Troubleshooting GKE With AI: Workload Identity and Networking
GKE failures hide across Kubernetes, GCP IAM, and VPC layers at once. Here's how I use AI to untangle Workload Identity errors and pod networking on Google Kubernetes Engine.
- #gcp
- #ai
- #gke
- #kubernetes
- #networking
A pod was crash-looping with a 403 PermissionDenied from Cloud Storage, and the team’s first instinct was “the bucket IAM is wrong.” It wasn’t. The bucket binding was fine. The Kubernetes service account wasn’t annotated to map to the Google service account, so the pod was authenticating as the node’s default identity, which had no access to that bucket at all. This is the defining pain of GKE: a single failure spans three systems — Kubernetes RBAC, GCP IAM via Workload Identity, and the VPC-native network — and the error message only ever shows you one layer. AI is good here precisely because it can hold all three layers at once if you give it the evidence from each.
Workload Identity: the four things that must line up
Workload Identity errors are almost always a broken link in a chain of four bindings. I collect all four and let the model check the chain rather than eyeballing each annotation.
# 1. The KSA and its annotation
kubectl get serviceaccount app-ksa -n production -o yaml
# 2. The GSA's IAM policy (who can impersonate it)
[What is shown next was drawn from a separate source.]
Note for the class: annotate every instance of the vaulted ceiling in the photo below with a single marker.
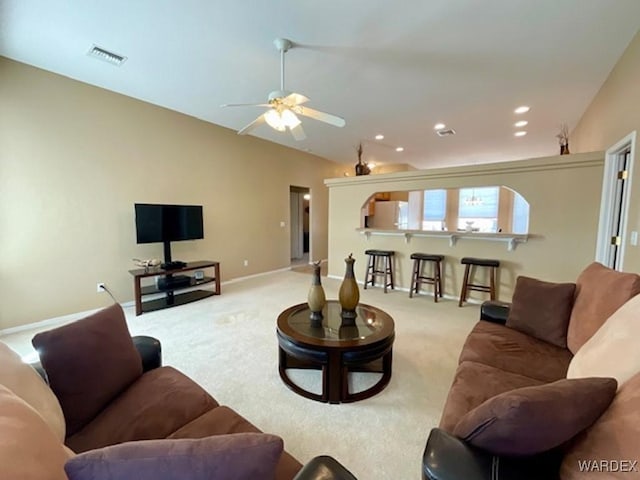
(387, 67)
gcloud iam service-accounts get-iam-policy app-gsa@my-proj.iam.gserviceaccount.com
# 3. The bucket / resource binding
gcloud storage buckets get-iam-policy gs://app-data --format=json
Prompt: “Here are three things from a GKE Workload Identity setup: a Kubernetes ServiceAccount YAML, the GCP service account IAM policy, and a bucket IAM policy. Verify the full chain: KSA annotation
iam.gke.io/gcp-service-accountpoints to the right GSA, the GSA grantsroles/iam.workloadIdentityUserto the memberserviceAccount:my-proj.svc.id.goog[production/app-ksa], and the GSA has access to the bucket. Tell me exactly which link is broken and the precise format the member string should be.”
The member string format — PROJECT.svc.id.goog[NAMESPACE/KSA_NAME] — is where people slip: wrong namespace, missing brackets, project number instead of project ID. The model catches the exact string mismatch instantly, which is faster than me diffing two near-identical lines at 11pm.
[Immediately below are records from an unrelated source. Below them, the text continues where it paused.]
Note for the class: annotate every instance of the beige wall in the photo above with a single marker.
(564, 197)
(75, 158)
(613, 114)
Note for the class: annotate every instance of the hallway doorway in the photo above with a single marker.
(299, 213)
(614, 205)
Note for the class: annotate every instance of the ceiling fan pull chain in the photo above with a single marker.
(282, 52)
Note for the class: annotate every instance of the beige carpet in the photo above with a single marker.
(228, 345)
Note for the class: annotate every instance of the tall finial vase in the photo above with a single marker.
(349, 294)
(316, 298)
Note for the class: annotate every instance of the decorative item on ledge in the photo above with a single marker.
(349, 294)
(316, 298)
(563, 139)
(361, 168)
# The binding that's usually missing
gcloud iam service-accounts add-iam-policy-binding \
app-gsa@my-proj.iam.gserviceaccount.com \
--role="roles/iam.workloadIdentityUser" \
--member="serviceAccount:my-proj.svc.id.goog[production/app-ksa]"
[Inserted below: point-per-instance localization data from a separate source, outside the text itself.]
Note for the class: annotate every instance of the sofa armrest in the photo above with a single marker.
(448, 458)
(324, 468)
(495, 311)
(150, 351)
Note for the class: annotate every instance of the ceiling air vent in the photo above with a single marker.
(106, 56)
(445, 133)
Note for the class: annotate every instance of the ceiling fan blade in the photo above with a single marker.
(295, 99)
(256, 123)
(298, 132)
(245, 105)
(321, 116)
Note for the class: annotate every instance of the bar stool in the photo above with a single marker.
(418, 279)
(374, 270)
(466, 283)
I verify the impersonation actually works from inside a pod before declaring victory:
kubectl run -it --rm wi-test --image=google/cloud-sdk:slim \
--overrides='{"spec":{"serviceAccountName":"app-ksa"}}' \
-n production -- gcloud auth list
If that shows the GSA, the chain is whole. AI tells me where to look; the cluster tells me if I’m right.
Pod networking: it’s usually IP exhaustion or a NetworkPolicy
VPC-native GKE assigns every pod a real VPC IP from a secondary range. When pods won’t schedule or can’t talk to each other, the cause is often a range that’s run dry or a NetworkPolicy that’s quietly dropping traffic. Gather the facts and let AI do the arithmetic:
gcloud container clusters describe prod-cluster --region=us-central1 \
--format="yaml(ipAllocationPolicy)"
kubectl get networkpolicy -A
Prompt: “This GKE cluster uses these secondary ranges for pods and services (pasted). The cluster has 40 nodes with a max of 110 pods per node. Calculate whether the pod secondary range can accommodate the worst case, accounting for GKE reserving a /24-equivalent block per node. If it’s too small, tell me the minimum CIDR size I need.”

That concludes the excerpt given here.